When you learn about something it often makes you love it more. So… I encourage you to learn about winter! Here are three books we have on our shelves at Audubon:
I enjoy the Stokes’ guides in general, and this one in particular. Each chapter gives you background about things you will see when you take a walk outside. The chapter titles are Winter Weeds, Snow, Wintering Trees, Evidence of Insects, Winter’s Birds and Abandonned Nests, Mushrooms in Winter, Tracks in the Snow, and Woodland Evergreen plants.
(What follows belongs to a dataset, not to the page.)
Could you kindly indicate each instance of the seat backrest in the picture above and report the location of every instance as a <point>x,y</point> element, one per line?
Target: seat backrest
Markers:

You can peek inside this book at Amazon:
http://www.amazon.com/gp/reader/0316817236/ref=sib_dp_pt/002-8215354-2480805#reader-link
Discover Nature in Winter by Elizabeth Lawlor is geared toward teachers and parents who want to DO science with their kids, even though it is winter and supposed “normal” people just stay inside. The subtitle kind of gives you a hint of how the inside is organized: Things to Know and Things to Do.
There are two sections to the book. “The Scene” has chapters on winter in general, snow, and the winter sky. “The Life” includes chapters on deciduous trees, evergreen trees, winter weeds, insects, birds, and mammals. Amazon has a “search inside” feature for this book, which you can look at here: http://www.amazon.com/gp/reader/081172719X/ref=sib_dp_pt/002-8215354-2480805#reader-link
I would consider the two books above interpretive. The authors take fairly common winter scenes and interpret them giving you a little more understanding of what you are seeing. If you want to go deeper than that, try Winter World – The Ingenuity of Animal Survival. Author Bernd Heinrich is a scientist, and his book is rather more scientific. There are 25 chapters with intriguing titles like Snow and the Subnivean Space, Torpid Turtles Under Ice, and Of Bats and Butterflies and Cold Storage. Heinrich is going to tell you about things that you might not see on your winter walk, but you may have wondered about.
Peek inside: http://www.amazon.com/gp/reader/0060957379/ref=sib_dp_pt/002-8215354-2480805#reader-link.
You should ask Santa for all three! Read them and then maybe you will love winter as much as I do!
Great list, Jennifer. Another great book is part of the Appalachian Collection by Marcia Bonta. This collection explores her home and wilderness in central PA through various seasons. I will be honest, I haven’t read Appalachian Winter yet, but her other books are great.
I always like to have suggestions for new books. I think I will be my own Santa.
Winter books! What a cool idea. I never knew these books existed. Thanks Jen. I have winter tree finder, but I never really thought about other winter books.
I second the suggestion for the Bonta books – they’re wonderful. (In fact, Marcia Bonta has a blog – don’t know the URL but it can be accessed from Via Negativa linked on my blog)
The Heinrich book is a good read too – very thorough. I don’t know the others, but have seen (and been tempted by) them before – maybe I’ll ask Santa!